Interestingly, patients with AN showed a delayed cardiovascular recovery, as indexed by HF-HRV, compared to controls. Specifically, among AN group, no significant difference in HF-HRV has been observed at task and during recovery period. Conversely, among controls HF-HRV decreased during the task to return to similar basal values during the recovery. Moreover, higher HF-HRV mean values were found in patients with AN compared to HCs only on two dyadic drawings, namely Departure and Bed scenes. Departure scene—in which an adult man and woman stand facing each other with suitcases positioned nearby—introduces a separation theme, whereas Bed scene—whereby a child and woman sit facing each other at opposite ends of the child’s bed—evokes the need to maintain proximity to an attachment figure. As it has been found by previous studies [19], AN patients fail in the describing the dyadic scenes in terms of mutual enjoyment relationship or an attachment activation and care. Perhaps, emotions recalled by interpersonal relation stimuli may be more scarcely regulated than emotions related to solitude, confirming the dismissing attitude of AN patients. Moreover, it is well documented an abnormal cognitive-emotional processing of interpersonal stress stimuli in people with eating disorders [8]. Altered stress responses have been also observed in patients with bulimia nervosa, showing a higher vagal activity and lower low frequencies than controls [28]. At the same way, patients with a diagnosis of major depression disorder show atypical or dysregulated HRV responses to both social and cognitive tasks, as indexed by HF-HRV when compared to healthy controls [29].

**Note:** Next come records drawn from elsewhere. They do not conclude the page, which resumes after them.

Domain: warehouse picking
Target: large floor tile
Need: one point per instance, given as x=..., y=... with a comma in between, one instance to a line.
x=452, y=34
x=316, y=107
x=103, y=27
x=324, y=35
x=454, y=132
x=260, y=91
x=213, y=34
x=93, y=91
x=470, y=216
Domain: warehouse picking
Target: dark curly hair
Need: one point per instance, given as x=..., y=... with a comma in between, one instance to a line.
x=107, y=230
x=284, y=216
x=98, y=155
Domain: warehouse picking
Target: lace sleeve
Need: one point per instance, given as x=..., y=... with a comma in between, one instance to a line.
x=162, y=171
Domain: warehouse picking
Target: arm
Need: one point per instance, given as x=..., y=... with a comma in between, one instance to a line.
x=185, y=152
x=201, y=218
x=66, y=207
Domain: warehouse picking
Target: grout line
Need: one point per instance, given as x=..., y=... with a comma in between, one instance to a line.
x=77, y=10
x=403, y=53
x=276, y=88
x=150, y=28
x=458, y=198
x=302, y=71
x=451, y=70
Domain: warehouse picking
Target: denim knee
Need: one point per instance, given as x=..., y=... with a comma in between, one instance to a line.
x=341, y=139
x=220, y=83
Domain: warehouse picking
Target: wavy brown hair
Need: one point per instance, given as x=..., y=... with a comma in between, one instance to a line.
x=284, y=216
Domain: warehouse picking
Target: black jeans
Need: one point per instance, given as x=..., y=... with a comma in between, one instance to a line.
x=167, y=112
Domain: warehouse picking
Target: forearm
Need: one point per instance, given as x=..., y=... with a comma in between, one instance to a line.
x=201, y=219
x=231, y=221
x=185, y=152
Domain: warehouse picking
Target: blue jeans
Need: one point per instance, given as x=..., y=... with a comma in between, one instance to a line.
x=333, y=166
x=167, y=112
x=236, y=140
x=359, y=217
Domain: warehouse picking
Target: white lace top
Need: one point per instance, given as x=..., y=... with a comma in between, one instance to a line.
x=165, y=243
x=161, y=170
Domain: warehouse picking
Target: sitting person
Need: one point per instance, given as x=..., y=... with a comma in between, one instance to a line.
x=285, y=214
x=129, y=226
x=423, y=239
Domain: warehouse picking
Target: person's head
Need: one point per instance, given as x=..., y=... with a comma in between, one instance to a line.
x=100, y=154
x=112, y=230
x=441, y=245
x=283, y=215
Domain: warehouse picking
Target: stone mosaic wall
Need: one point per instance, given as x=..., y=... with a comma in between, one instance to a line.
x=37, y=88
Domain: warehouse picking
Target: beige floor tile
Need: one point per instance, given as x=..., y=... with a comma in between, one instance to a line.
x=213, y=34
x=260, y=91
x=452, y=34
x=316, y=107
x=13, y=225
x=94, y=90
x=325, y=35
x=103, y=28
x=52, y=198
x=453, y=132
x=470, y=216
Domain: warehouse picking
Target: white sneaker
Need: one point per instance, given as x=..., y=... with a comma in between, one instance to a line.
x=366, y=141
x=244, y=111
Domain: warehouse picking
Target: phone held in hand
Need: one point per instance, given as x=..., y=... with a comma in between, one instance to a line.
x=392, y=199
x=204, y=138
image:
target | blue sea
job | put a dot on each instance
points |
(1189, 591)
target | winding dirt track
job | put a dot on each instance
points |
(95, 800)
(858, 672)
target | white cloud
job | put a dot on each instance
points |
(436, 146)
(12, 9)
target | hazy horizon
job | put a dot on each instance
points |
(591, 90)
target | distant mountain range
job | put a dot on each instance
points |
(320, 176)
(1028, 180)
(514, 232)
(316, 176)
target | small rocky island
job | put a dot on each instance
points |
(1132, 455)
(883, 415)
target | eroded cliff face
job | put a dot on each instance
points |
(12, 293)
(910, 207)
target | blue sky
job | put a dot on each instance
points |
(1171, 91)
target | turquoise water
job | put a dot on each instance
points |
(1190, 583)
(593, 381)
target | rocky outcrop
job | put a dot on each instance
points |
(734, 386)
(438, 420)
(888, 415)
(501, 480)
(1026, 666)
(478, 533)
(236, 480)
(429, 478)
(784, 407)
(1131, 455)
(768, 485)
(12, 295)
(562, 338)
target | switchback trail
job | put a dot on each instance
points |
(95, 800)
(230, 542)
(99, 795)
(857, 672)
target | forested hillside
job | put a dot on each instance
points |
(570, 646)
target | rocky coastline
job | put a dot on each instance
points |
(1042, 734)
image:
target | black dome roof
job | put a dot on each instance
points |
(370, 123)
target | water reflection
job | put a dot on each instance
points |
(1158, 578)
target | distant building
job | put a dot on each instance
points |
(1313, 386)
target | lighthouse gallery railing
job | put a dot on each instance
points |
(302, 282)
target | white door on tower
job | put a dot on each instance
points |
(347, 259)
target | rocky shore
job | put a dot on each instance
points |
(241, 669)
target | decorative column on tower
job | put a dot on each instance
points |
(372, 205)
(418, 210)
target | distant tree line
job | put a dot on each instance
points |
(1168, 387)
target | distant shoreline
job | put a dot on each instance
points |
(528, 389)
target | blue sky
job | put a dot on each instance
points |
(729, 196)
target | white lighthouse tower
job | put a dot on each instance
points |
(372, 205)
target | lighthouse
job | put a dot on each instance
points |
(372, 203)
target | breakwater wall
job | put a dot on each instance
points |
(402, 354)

We know that our study is far from providing a deep understanding of psychophisiological mechanisms underpinning AN in adolescence. The low number of the participants represents the main delimitation of the current study which does not allow us to completely speculate on cardiovascular reactivity of patients with AN nor to get exhaustive conclusions. Nevertheless, emotional response to the AAP should deserve a specific focus in AN, going beyond the vagal reactivity. Our results dealing with autonomic function when attachment is activated are preliminary, and thus, more caution is required in the finding interpretation. As a whole, attachment appears to constitute a promising framework to shed light on cardiac impairments in AN. Future studies combining a psychophysiological perspective and a clinical perspective are needed to ascertain this issue and contribute to the development of new intervention programs. Moreover, comorbidity with other disorders, first depression and anxiety, in AN represents another important aspect because of their impact on cardiovascular functioning. In this study, the effects of comorbidity on the relation between attachment and vagal tone were not considered. Importantly, autonomic function is also influenced by the duration and the severity of symptoms in patients with AN. Thus, future research may test whether and how the link between attachment and vagal tone changes in the presence of different conditions or phases of recovery (e.g., onset of symptoms and relapse).